Но я не собираюсь позволить пасмурной погоде подмочить мое прекрасное настроение. Мне не нужно развозить детей, у меня куча времени, а движение на дороге не прекращается даже в такую погоду. Я приеду на работу рано, собранная и готовая приступить к новому дню, а не поздно, вымотанная, залитая виноградным соком и неспособная выбросить из головы дурацкую песню «Вигглз».
А по пути мне нужно сделать кое-что по работе. Я роюсь в сумке в поисках телефона: хочу позвонить в Гарвардскую школу бизнеса. Ноябрь – главный месяц набора сотрудников, и мы стараемся обойти другие ведущие консалтинговые фирмы, такие как «Маккинси» и «Бостон консалтинг груп», и отобрать лучших и умнейших из урожая этого года. Мы никогда не заманиваем столько выпускников, как «Маккинси», но обычно обгоняем «БКГ». После первого раунда и ста пятидесяти интервью остались десять особенно впечатляющих кандидатов, которых мы планируем охмурить.

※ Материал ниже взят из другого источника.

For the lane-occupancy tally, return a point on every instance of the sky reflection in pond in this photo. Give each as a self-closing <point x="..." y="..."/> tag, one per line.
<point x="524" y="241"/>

Нахожу телефон и начинаю искать в адресной книге номер Гарварда. Под буквой «Г» его нет. Странно. Может, он на «Б» – «бизнес-школа»? Я бросаю взгляд на дорогу, и сердце замирает: повсюду горят красные тормозные фары, плохо различимые сквозь мокрое и запотевшее ветровое стекло, – и неподвижные, как акварель. Все шоссе замерло, кроме меня: я лечу со скоростью семьдесят миль в час.
Я ударяю по тормозам. Они ловят дорогу и тут же теряют. Я скольжу, словно гидроплан. Я изо всех сил жму на тормоза – и скольжу. Я все ближе и ближе к красным огонькам на картинке.
«О господи!»
Я резко выворачиваю руль влево, слишком резко. Теперь я за последней полосой Восточного шоссе, кручусь между востоком и западом. Наверняка машина по-прежнему движется очень быстро, но я воспринимаю вращение будто в замедленной съемке. И еще кто-то отключил звуки: дождь, дворники, стук моего сердца. Все происходит неспешно и беззвучно, словно под водой.

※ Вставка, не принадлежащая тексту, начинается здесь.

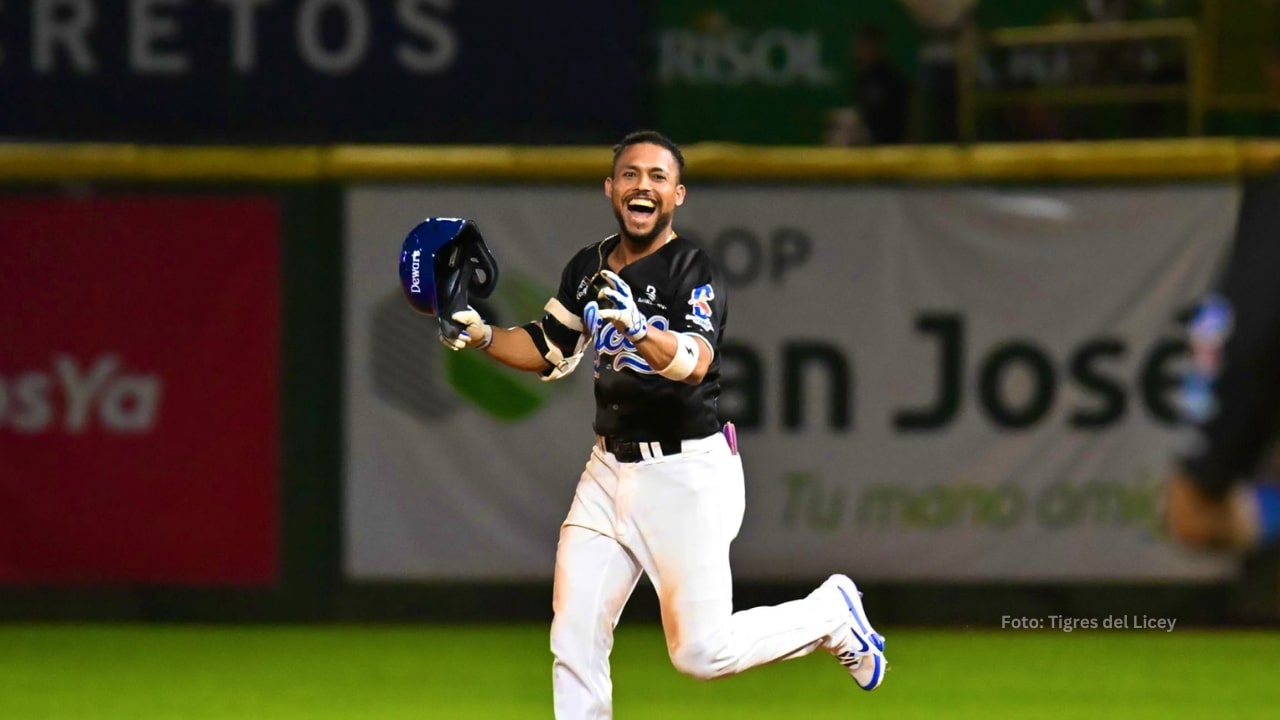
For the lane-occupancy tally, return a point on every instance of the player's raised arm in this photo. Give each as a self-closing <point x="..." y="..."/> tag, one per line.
<point x="676" y="356"/>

Я бью по тормозам и выворачиваю руль в другую сторону, надеясь или прервать вращение, или остановиться. Ландшафт наклоняется под невообразимым углом, и машина начинает кувырки через капот. Перевороты так же неторопливы и беззвучны, а мои мысли, пока меня крутит, отчетливы и странно спокойны.
Выскакивает подушка безопасности. Я замечаю, что она белая.
Я вижу, как разлетевшееся содержимое моей сумки и найденный цент зависают в воздухе. На ум приходят астронавты на Луне.
Что-то сдавливает мне горло.
Моя машина разобьется в хлам.
Что-то ударяет меня по голове.
Я опоздаю на работу.
И вдруг кувыркание прекращается, и машина замирает.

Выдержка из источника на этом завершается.